Tariffs

A farmhand and a composer are reading Pravda, a transcript of Khrushchev’s speech about music. Farmhand sums up: “You have it better, music he at least understands!”

An old Soviet joke.

Off-topic post about economics. I have no idea what I am talking about here, but I do have some intrusive thoughts about tariffs.

First, optimal amount of tariffs might be non-zero. In terms of efficiency, tariffs are a pure loss: primarily through distortions to optimal allocation of resources, but also through bureaucratic overhead to enforce the tariffs themselves. But it seems to me that an ideal, frictionless world with zero tariffs would see extreme centralization in every industry. This seems bad from the resilience perspective — small, local shocks could lead to global disruptions. Tariffs should produce some amount of decentralization, which, while inefficient, is less sensitive to initial conditions.

Second, tariffs might lead to more automation. My understanding is that a big driver for moving industries around are labor costs. Human labor is a major input of manufactured goods, and wages are a significant component of costs. There are two ways to cut the costs: either you figure out a way to make the product with less labor, or you move the production where the labor is cheap. Tariffs and minimal wage makes labor costlier, pushing towards reducing the amount of work through better efficiency.

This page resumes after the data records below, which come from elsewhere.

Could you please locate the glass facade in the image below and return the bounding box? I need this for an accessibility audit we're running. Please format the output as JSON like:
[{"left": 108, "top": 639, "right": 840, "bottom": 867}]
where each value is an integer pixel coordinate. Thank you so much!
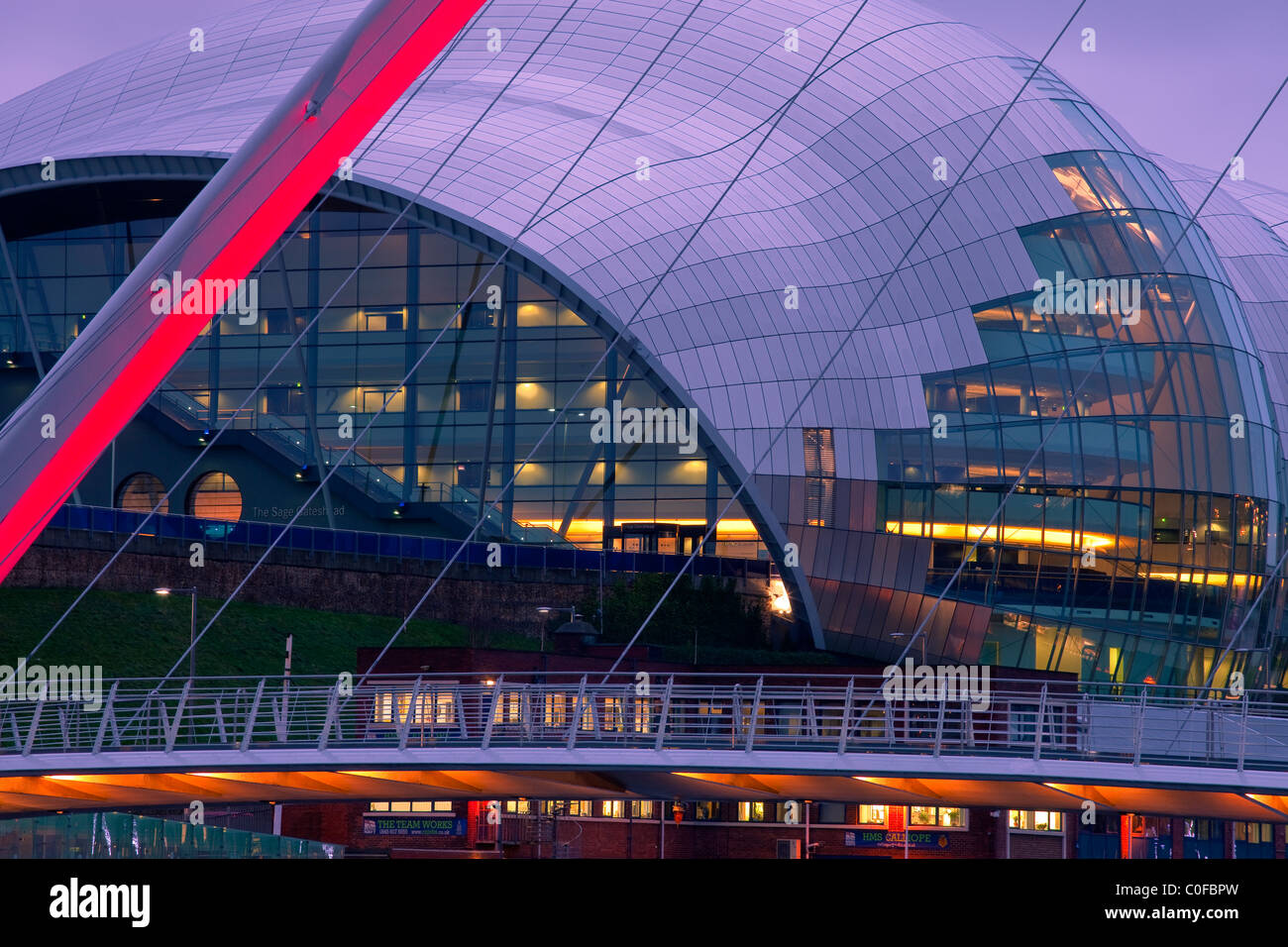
[
  {"left": 0, "top": 193, "right": 765, "bottom": 558},
  {"left": 877, "top": 152, "right": 1282, "bottom": 684}
]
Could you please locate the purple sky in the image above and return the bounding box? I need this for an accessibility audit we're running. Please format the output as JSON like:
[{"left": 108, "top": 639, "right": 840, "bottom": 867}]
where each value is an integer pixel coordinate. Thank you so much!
[{"left": 0, "top": 0, "right": 1288, "bottom": 191}]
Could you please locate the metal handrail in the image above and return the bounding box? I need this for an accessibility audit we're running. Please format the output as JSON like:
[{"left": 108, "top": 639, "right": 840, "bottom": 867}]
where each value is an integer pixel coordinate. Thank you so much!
[{"left": 0, "top": 672, "right": 1288, "bottom": 771}]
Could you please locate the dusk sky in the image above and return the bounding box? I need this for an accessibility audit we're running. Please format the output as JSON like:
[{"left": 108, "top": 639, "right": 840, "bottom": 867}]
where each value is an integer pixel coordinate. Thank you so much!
[{"left": 0, "top": 0, "right": 1288, "bottom": 189}]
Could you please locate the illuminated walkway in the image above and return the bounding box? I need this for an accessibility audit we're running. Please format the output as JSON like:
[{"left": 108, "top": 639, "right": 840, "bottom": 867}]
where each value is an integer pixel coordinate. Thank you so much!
[{"left": 0, "top": 673, "right": 1288, "bottom": 822}]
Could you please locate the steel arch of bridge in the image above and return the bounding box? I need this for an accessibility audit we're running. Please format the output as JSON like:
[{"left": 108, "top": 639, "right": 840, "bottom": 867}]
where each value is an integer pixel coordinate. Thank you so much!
[{"left": 0, "top": 673, "right": 1288, "bottom": 822}]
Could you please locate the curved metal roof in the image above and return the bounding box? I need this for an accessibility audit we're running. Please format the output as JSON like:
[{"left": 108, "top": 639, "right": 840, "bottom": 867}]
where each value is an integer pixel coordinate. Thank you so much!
[{"left": 0, "top": 0, "right": 1179, "bottom": 478}]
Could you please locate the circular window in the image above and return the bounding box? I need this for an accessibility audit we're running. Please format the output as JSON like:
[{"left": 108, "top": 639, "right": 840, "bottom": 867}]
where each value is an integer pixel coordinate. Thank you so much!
[
  {"left": 116, "top": 473, "right": 170, "bottom": 513},
  {"left": 188, "top": 471, "right": 241, "bottom": 523}
]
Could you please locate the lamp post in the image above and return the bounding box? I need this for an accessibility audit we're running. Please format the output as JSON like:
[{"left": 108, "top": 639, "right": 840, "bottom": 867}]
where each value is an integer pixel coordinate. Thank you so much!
[
  {"left": 537, "top": 605, "right": 580, "bottom": 651},
  {"left": 152, "top": 586, "right": 197, "bottom": 682},
  {"left": 890, "top": 631, "right": 926, "bottom": 664}
]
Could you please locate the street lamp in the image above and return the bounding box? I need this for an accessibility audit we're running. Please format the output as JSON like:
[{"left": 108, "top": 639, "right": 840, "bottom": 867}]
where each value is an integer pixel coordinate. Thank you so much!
[
  {"left": 537, "top": 605, "right": 577, "bottom": 651},
  {"left": 890, "top": 631, "right": 926, "bottom": 664},
  {"left": 152, "top": 586, "right": 197, "bottom": 682}
]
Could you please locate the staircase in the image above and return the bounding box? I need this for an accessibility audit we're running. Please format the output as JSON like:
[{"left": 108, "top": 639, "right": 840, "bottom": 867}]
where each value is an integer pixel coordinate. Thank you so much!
[{"left": 149, "top": 384, "right": 572, "bottom": 546}]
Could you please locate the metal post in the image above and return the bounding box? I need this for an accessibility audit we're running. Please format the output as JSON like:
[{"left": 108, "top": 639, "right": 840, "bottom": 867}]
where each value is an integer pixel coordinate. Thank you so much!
[{"left": 188, "top": 586, "right": 197, "bottom": 684}]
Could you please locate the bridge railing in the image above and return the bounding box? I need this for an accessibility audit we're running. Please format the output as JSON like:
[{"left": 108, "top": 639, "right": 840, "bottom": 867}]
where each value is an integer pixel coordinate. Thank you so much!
[{"left": 0, "top": 674, "right": 1288, "bottom": 770}]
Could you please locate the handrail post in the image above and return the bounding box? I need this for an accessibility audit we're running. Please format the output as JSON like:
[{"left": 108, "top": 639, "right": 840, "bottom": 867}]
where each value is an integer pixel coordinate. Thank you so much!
[
  {"left": 836, "top": 678, "right": 854, "bottom": 754},
  {"left": 158, "top": 678, "right": 192, "bottom": 753},
  {"left": 240, "top": 678, "right": 266, "bottom": 753},
  {"left": 747, "top": 676, "right": 765, "bottom": 753},
  {"left": 653, "top": 674, "right": 675, "bottom": 750},
  {"left": 93, "top": 681, "right": 121, "bottom": 753},
  {"left": 1237, "top": 690, "right": 1248, "bottom": 773},
  {"left": 935, "top": 688, "right": 948, "bottom": 758},
  {"left": 1130, "top": 686, "right": 1149, "bottom": 767},
  {"left": 1033, "top": 684, "right": 1047, "bottom": 760},
  {"left": 568, "top": 674, "right": 587, "bottom": 750},
  {"left": 393, "top": 674, "right": 424, "bottom": 750},
  {"left": 22, "top": 697, "right": 46, "bottom": 756},
  {"left": 480, "top": 674, "right": 505, "bottom": 750}
]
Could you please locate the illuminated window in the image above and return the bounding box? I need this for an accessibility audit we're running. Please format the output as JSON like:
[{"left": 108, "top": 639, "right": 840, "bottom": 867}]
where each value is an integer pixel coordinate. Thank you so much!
[
  {"left": 859, "top": 805, "right": 886, "bottom": 826},
  {"left": 602, "top": 697, "right": 625, "bottom": 732},
  {"left": 116, "top": 473, "right": 170, "bottom": 513},
  {"left": 738, "top": 802, "right": 765, "bottom": 822},
  {"left": 373, "top": 690, "right": 458, "bottom": 727},
  {"left": 632, "top": 697, "right": 653, "bottom": 733},
  {"left": 909, "top": 805, "right": 966, "bottom": 828},
  {"left": 804, "top": 428, "right": 836, "bottom": 526},
  {"left": 542, "top": 693, "right": 568, "bottom": 727},
  {"left": 492, "top": 690, "right": 523, "bottom": 723},
  {"left": 188, "top": 471, "right": 241, "bottom": 523},
  {"left": 1234, "top": 822, "right": 1274, "bottom": 845},
  {"left": 1010, "top": 809, "right": 1064, "bottom": 832}
]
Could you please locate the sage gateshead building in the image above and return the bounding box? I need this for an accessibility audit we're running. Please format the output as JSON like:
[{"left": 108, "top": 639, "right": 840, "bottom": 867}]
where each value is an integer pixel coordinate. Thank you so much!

Third, tariffs might be politically sticky, via public choice theory. Tariffs create concentrated interests, which tend to wield more political power than diffused public interest. It is easier for a single tariff-protected industry to coordinate to lobby maintaining the tariffs, than it is for everyone else to coordinate to repel the tariffs, even though tariffs might be net-negative.

P.S. While undoubtedly prompted by the world outside, this post is explicitly not a commentary on any specific events, real or imaginary.